Avert, an organization fighting the global HIV epidemic, reports that as of 2015 an average of 4,500 new HIV transmissions occur among young women in east and southern Africa every week, which is “double the number in young men.” Furthermore, the organization notes, in west and central Africa, 64 percent of new HIV infections among young people in 2015 were among women.

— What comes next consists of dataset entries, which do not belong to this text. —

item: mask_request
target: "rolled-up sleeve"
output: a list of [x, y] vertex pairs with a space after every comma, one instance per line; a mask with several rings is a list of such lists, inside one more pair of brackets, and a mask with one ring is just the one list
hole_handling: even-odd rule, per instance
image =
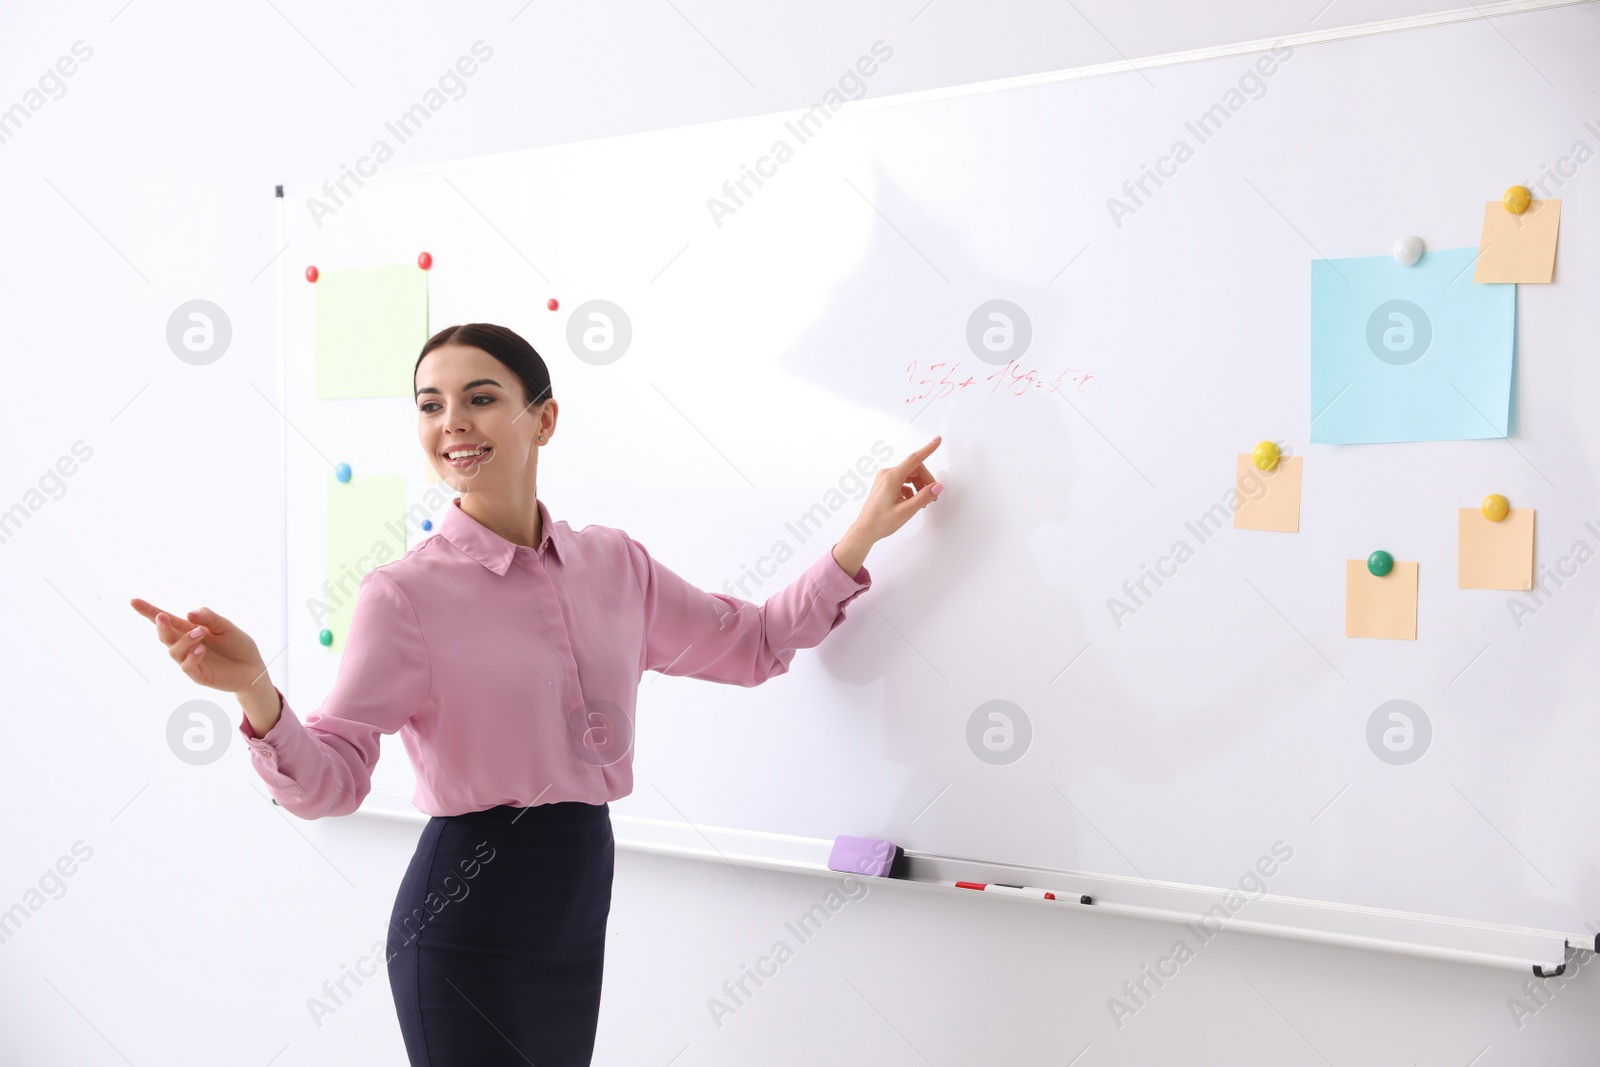
[[644, 589], [643, 670], [730, 685], [759, 685], [789, 669], [844, 621], [845, 606], [872, 586], [862, 567], [845, 573], [830, 548], [764, 604], [708, 593], [657, 562], [628, 538]]
[[394, 579], [361, 579], [338, 677], [304, 723], [279, 691], [282, 711], [262, 737], [239, 732], [250, 762], [284, 809], [304, 819], [348, 815], [372, 790], [379, 735], [400, 729], [427, 696], [432, 668], [416, 613]]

It is these disturbing numbers that have researchers focusing their vaccine trials on women. The Janssen trial hopes to recruit 2,600 sexually active women aged 18 to 35 in five sub-Saharan African countries. Another vaccine trial (HPTN 077), by ViiV Healthcare, is already underway, enrolling 3,200 women in the region to evaluate using a long-acting injectable version of cabotegravir as a vaccine, according to NAM’s AIDSMap.

Janssen’s own proof-of-concept efficacy study follows two earlier clinical trials, including the ongoing TRAVERSE study, which compares two regimens containing adenovirus 26 (Ad26) vectored vaccines. Plus previously reported that Ad26 (a vaccine that has parts of HIV in it to spur the immune system to fight the virus) was shown effective in suppressing viral loads in HIV-positive monkeys — even after treatment was discontinued. It could therefore also eventually lead to a functional cure for HIV.

In this vaccine study, Ad26 will be combined with a protein, Clade C gp140, which, according to the study’s site,, is similar to a protein found on the surface of HIV, and also helps humans develop an immune response to the virus. In addition, the protein will be mixed with the booster aluminum phosphate (which is also used in vaccines for hepatitis A and tetanus).

Results could take up to four years, researchers cautioned on the site. Still, as Johnson & Johnson’s press materials point out, for the first time in over a decade, two vaccine trials are ongoing at the same time. Both are raising new hope for long-acting HIV prevention for women and men in Africa
and beyond.

“Developing a vaccine against HIV is a top priority and our best hope for a world without AIDS,” noted Dr. Paul Stoffels, chief scientific officer at Johnson & Johnson, in a company press release. “Finding an effective HIV vaccine to protect people at risk has been a major scientific challenge, but today there is new optimism that we can get there.”